Kadınlar, daha kolay hedef oluyor böyle durumlarda. Erkek egemen bakışlar, erkek egemen muktedirler önce kadınları zayıflatmak isterler. Bu tutukluluğun altında da bunu biraz görmek lazım.
Erkek egemen siyaset kadın siyasetçileri daha kolay hedef yapıyor. Açıkçası imkânım olsa cezaevinde hangi partiden olursa olsun ziyaret etme olanağım olsa bu şekilde hak gaspına uğrayan kadınları ziyaret etme önceliğim olur.
Erkek egemen siyasette kadınların yer bulması için ne yapmak gerekir?
Kadın siyasetçiler, hangi partide olursa olsun yan yana durmalı. Bir kadın milletvekili Meclis’te haksızlığa uğradığında, AKP’li kadınlar da CHP’li kadınlar da diğer partinin vekilleriyle yan yana durmalı.
Figen Hanım gözaltına alınırken AKP’li bir kadın milletvekili çıksın da “yanlış bir iş” desin. Ama erkek egemen bakış sonucu bu. Erkek egemen bakışa bağımlı olunca, bunu söyleyemiyorsunuz. Ben de bu bakışın dışında söylem geliştirdiğim için siyasi odakları rahatsız ettiğim için hedef haline geldim. Umurumda değil.

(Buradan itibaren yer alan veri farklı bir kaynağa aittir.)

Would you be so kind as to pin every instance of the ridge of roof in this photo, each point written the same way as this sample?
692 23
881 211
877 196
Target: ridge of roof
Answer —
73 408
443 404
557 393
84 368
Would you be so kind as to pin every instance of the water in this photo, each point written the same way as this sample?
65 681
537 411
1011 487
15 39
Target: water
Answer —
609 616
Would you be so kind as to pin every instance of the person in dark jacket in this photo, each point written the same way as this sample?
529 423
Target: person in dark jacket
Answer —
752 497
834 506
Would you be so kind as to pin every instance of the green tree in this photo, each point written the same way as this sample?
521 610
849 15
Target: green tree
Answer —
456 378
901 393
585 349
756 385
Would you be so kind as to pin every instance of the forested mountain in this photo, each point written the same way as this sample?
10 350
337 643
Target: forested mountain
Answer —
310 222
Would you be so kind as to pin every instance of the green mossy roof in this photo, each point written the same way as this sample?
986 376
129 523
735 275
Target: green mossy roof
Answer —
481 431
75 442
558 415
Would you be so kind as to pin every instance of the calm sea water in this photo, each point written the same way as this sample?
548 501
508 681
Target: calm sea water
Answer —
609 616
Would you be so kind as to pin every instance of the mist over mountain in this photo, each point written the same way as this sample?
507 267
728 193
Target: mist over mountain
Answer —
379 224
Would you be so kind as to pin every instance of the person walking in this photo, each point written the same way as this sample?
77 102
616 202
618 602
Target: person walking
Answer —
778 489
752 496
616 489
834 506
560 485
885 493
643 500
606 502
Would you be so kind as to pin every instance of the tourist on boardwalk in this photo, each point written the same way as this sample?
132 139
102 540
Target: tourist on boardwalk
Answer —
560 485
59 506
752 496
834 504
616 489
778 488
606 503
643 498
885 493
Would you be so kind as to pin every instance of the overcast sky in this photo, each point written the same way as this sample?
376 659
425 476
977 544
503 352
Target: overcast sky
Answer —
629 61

AKP’nin içinde siyaset yapan kadınlar, hakikaten bir mağduriyet yaşasalar emin olun yanlarında olurum. Bizim mağduriyetin ya da hakkın haklının yanında olmak için aynı siyasi partiden olmamıza da hiç gerek yok. Kadınların yan yana durmasını çoğaltmamız gerekiyor. Bunu zaman içinde yaygınlaştıracağımızı düşünüyorum.
Erkek egemen siyaset, kadın siyasetçileri daha kolay hedef yapıyor. Açıkçası imkânım olsa cezaevinde hangi partiden olursa olsun ziyaret etme olanağım olsa bu şekilde hak gaspına uğrayan kadınları ziyaret etme önceliğim olur.